The first phase was delivered in August 2016 with the implementation of finance management, enterprise asset management and HR and payroll, Jayasinha said

Enterprise budgeting and performance planning modules have  also been implemented in "phase 1B", while the implementation of strategic asset management is progressing now.

The cost of both was $12.63 million against a budget of $13.31 million, a net saving of $682,000, Jayasinha said.

"In the timeframe we were running this project TechnologyOne were also developing the new CiAnywhere (CiA) modules and were planning to move customers to CiA from the Ci version of the software that was implemented for phase 1," he said.

Phase 2 covered regulatory management, customer relationship and service management, land and property management and HR management. 

"The Council, in discussion with TechnologyOne, paused Phase 2 of the project until the CiA modules were developed and available for customers to use."
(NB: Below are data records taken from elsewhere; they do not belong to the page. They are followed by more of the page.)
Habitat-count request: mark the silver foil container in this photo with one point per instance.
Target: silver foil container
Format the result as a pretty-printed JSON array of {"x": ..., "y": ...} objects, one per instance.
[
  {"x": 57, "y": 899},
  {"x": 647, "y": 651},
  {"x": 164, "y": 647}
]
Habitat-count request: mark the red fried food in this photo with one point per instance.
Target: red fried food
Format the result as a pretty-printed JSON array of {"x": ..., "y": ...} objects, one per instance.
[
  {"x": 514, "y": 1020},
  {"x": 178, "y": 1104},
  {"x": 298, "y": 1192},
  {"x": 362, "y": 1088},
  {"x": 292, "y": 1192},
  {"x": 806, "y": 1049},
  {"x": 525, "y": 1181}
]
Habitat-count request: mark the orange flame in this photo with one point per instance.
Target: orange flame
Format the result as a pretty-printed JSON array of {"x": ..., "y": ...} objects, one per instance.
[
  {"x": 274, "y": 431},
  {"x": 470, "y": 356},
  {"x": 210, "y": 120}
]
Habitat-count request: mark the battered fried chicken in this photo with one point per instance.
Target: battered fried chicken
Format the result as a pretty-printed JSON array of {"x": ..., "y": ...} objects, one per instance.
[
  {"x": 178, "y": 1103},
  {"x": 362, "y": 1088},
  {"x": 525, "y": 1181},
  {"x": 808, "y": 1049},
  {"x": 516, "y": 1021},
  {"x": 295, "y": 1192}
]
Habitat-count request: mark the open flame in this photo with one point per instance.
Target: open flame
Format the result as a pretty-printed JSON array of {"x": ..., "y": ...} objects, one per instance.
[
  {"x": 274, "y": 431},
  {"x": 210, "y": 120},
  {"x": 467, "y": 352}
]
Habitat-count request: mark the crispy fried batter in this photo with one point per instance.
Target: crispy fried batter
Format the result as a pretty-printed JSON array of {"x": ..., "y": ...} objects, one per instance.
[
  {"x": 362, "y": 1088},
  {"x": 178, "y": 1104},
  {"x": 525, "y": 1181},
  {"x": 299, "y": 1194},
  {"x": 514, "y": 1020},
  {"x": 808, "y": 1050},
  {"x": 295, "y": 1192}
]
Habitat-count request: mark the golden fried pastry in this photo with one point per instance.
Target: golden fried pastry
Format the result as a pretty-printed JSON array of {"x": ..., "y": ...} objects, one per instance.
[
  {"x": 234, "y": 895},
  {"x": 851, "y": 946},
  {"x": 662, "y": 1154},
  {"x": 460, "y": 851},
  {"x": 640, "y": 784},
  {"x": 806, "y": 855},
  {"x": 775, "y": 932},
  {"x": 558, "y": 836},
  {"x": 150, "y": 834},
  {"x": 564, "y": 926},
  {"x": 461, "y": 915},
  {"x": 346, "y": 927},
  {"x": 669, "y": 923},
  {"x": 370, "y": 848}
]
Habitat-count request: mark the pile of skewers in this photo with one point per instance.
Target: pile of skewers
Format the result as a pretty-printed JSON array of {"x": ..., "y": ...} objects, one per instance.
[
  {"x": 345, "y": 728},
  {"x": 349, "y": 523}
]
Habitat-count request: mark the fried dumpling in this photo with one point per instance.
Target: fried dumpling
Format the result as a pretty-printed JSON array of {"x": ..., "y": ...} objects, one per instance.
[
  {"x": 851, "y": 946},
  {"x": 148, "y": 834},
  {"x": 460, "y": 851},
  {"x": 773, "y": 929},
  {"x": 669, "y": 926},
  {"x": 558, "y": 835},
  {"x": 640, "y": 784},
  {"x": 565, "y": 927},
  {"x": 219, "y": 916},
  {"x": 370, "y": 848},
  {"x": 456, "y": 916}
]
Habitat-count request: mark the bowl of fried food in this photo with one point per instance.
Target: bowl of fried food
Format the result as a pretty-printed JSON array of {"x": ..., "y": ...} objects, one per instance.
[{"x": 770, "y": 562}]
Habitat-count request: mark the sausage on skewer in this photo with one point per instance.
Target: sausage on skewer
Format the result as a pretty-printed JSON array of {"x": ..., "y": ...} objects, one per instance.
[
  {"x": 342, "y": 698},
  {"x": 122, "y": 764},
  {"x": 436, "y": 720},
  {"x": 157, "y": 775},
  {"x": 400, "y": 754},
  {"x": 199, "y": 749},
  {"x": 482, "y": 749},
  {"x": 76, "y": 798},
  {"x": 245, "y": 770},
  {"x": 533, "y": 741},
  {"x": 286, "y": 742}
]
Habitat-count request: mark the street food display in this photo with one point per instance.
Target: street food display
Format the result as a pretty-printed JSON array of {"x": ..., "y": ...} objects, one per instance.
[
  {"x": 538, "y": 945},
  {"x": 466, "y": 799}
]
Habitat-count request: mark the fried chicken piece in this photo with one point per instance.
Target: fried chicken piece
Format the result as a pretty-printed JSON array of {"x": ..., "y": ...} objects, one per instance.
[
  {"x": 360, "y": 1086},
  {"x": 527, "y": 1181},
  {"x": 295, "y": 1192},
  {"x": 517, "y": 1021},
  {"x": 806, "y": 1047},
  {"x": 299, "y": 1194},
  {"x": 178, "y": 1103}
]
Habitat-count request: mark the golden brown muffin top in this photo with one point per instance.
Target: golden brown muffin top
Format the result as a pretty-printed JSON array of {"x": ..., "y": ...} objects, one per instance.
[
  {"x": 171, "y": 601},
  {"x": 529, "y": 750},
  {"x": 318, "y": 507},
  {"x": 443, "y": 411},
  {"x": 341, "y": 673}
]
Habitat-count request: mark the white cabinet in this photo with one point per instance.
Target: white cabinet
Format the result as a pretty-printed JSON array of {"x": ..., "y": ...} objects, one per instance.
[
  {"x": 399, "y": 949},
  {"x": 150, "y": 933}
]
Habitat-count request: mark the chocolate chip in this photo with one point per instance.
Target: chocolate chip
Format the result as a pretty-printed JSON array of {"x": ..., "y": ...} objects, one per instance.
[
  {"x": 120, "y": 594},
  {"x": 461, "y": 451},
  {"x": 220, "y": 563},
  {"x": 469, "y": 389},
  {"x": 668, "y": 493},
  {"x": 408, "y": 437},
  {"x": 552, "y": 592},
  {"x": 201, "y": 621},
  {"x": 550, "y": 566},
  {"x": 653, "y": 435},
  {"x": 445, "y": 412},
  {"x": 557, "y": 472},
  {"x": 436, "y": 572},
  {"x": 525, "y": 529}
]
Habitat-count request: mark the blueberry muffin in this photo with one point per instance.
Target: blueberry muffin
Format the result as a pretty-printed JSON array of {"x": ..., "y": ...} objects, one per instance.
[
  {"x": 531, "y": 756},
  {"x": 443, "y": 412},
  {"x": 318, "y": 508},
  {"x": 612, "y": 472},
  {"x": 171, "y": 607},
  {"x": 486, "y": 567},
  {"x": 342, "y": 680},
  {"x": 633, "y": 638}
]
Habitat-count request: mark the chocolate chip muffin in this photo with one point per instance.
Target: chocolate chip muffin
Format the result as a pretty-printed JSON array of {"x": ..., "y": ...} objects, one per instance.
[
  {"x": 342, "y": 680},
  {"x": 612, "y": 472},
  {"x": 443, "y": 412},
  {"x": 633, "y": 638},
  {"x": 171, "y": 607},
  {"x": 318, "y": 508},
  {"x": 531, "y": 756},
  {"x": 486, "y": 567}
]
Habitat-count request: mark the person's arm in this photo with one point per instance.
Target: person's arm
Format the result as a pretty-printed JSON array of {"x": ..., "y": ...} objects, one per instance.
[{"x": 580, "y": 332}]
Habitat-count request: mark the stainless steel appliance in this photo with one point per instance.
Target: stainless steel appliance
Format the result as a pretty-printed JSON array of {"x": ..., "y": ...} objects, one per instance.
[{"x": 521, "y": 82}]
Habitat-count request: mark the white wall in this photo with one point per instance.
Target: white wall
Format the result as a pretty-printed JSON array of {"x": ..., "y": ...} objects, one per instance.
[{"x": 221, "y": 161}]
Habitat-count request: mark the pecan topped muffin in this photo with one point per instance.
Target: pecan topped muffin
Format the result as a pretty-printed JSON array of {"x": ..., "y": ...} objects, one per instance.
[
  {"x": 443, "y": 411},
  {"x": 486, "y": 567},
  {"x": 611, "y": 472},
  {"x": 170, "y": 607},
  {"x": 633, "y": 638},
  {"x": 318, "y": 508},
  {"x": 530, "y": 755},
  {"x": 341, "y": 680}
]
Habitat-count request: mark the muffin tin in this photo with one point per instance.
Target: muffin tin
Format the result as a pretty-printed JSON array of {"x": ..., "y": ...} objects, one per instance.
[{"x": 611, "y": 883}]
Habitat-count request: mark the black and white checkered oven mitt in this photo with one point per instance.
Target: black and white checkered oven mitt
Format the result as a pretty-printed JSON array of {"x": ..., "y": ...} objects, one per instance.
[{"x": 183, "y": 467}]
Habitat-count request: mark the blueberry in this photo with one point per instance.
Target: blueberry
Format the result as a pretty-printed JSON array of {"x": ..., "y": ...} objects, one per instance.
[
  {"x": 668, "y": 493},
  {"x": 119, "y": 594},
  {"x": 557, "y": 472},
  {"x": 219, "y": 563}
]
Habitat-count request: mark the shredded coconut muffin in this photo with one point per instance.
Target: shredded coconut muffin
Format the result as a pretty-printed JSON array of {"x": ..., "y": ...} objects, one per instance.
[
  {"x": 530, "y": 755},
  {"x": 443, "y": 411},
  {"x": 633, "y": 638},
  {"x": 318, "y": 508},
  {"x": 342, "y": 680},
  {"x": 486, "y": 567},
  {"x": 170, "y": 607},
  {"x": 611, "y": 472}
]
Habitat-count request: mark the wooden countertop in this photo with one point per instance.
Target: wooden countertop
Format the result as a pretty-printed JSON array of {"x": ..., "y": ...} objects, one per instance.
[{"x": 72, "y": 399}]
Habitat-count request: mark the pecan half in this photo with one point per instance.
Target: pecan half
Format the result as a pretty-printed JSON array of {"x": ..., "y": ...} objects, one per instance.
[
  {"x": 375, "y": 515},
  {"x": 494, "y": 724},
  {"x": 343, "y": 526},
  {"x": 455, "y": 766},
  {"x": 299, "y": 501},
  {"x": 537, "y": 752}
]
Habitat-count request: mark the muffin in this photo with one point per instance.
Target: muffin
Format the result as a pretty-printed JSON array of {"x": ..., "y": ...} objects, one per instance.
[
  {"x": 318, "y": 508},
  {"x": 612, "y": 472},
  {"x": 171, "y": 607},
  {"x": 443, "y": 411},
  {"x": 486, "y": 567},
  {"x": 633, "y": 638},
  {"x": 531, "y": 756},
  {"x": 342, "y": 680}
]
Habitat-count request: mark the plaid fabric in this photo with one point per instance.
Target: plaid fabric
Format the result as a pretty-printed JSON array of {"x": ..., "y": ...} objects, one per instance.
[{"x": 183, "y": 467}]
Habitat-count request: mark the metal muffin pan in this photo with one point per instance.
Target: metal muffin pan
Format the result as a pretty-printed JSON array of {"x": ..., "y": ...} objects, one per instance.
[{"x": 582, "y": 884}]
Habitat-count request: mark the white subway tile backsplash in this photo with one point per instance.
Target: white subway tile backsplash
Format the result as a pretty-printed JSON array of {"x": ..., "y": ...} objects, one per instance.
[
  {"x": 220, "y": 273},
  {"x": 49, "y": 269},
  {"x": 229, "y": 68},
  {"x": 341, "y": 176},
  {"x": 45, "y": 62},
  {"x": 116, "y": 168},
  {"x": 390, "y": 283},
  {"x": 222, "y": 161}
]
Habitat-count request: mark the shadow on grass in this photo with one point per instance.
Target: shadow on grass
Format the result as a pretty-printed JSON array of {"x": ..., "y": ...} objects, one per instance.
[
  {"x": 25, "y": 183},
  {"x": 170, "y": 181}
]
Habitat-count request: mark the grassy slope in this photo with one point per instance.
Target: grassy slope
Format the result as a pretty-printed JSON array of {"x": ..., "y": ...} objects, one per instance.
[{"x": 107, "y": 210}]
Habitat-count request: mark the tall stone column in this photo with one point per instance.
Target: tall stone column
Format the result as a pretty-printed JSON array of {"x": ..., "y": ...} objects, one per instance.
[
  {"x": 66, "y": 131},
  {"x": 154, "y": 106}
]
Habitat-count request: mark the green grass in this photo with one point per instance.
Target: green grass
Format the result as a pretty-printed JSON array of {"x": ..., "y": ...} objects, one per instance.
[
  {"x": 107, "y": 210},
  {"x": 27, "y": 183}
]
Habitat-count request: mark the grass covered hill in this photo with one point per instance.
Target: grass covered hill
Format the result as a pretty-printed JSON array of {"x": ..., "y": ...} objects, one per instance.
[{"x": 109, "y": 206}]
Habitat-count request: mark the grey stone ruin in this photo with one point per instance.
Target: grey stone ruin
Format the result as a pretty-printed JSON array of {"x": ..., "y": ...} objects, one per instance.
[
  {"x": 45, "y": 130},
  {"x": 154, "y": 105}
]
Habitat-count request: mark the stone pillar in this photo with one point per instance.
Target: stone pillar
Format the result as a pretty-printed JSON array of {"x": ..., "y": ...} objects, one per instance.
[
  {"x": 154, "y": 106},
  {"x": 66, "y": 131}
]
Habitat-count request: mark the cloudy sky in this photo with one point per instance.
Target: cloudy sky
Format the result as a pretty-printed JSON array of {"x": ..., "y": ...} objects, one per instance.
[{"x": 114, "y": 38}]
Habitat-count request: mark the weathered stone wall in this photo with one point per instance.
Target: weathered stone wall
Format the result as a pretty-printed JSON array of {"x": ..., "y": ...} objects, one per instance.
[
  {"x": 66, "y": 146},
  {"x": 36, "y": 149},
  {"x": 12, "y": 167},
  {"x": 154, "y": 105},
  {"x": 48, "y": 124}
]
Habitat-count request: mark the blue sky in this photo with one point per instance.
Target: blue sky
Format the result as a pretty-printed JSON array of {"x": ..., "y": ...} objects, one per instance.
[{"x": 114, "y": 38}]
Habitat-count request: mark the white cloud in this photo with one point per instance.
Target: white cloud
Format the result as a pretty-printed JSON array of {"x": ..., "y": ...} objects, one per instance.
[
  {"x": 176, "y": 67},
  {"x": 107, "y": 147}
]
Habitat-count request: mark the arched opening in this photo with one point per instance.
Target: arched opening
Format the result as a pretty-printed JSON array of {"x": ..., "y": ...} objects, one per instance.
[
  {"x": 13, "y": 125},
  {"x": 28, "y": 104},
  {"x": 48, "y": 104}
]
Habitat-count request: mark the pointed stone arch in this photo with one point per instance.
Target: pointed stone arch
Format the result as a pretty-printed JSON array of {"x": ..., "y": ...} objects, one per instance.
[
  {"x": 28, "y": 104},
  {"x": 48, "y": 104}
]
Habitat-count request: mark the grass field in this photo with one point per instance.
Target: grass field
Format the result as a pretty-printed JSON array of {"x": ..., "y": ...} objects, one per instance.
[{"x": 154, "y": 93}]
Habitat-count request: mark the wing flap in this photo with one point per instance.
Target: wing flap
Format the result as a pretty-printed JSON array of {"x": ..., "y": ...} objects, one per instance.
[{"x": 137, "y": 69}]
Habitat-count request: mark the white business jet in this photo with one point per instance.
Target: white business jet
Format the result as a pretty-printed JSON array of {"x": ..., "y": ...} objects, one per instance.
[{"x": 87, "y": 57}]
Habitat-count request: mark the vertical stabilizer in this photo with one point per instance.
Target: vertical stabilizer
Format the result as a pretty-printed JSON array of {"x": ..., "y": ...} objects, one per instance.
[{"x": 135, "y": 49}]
A new release due between April and June will allow Council to begin Phase 2 of the implementation. The first two modules of that phase will be enterprise cash receipting, and property and rating.

As to savings, Jayasinha said the 2014 presentation discussed the range of initiatives underway in Council to reduce ICT total cost of ownership. Those included a shared services project to rationalise and standardise ICT Infrastructure, a "Digihub" project to digitise paper records and Project Odyssey's application rationalisation and standardisation. 

In addition over the last five years Council rationalised the number of PCs and laptops in use from over 2000 to 1600. 

"To date we have decommissioned 27 applications as a result of the initiatives mentioned above and SPM Assets and Peoplesoft Financials, HR and Payroll as a result of completing Phase 1 & 1B of Odyssey," Jayasinha said.

"The total spend on ICT has reduced from $28 million in 2013/14 to 23.7 million in 2017/18, noting that we were targeting to achieve $19 million at the end of Odyssey Phase 2."

Staff now have access to a modern ERP platform delivered as software as a service, with fit for purpose functionality, Jayasinha said.

A positive aspect of the delay in phase 2 is that council will be able to consider the needs of some new initiatives and the Smart Council Strategy and work programme, focused around improving the customer service interactions, online channels and self- service opportunities, he added.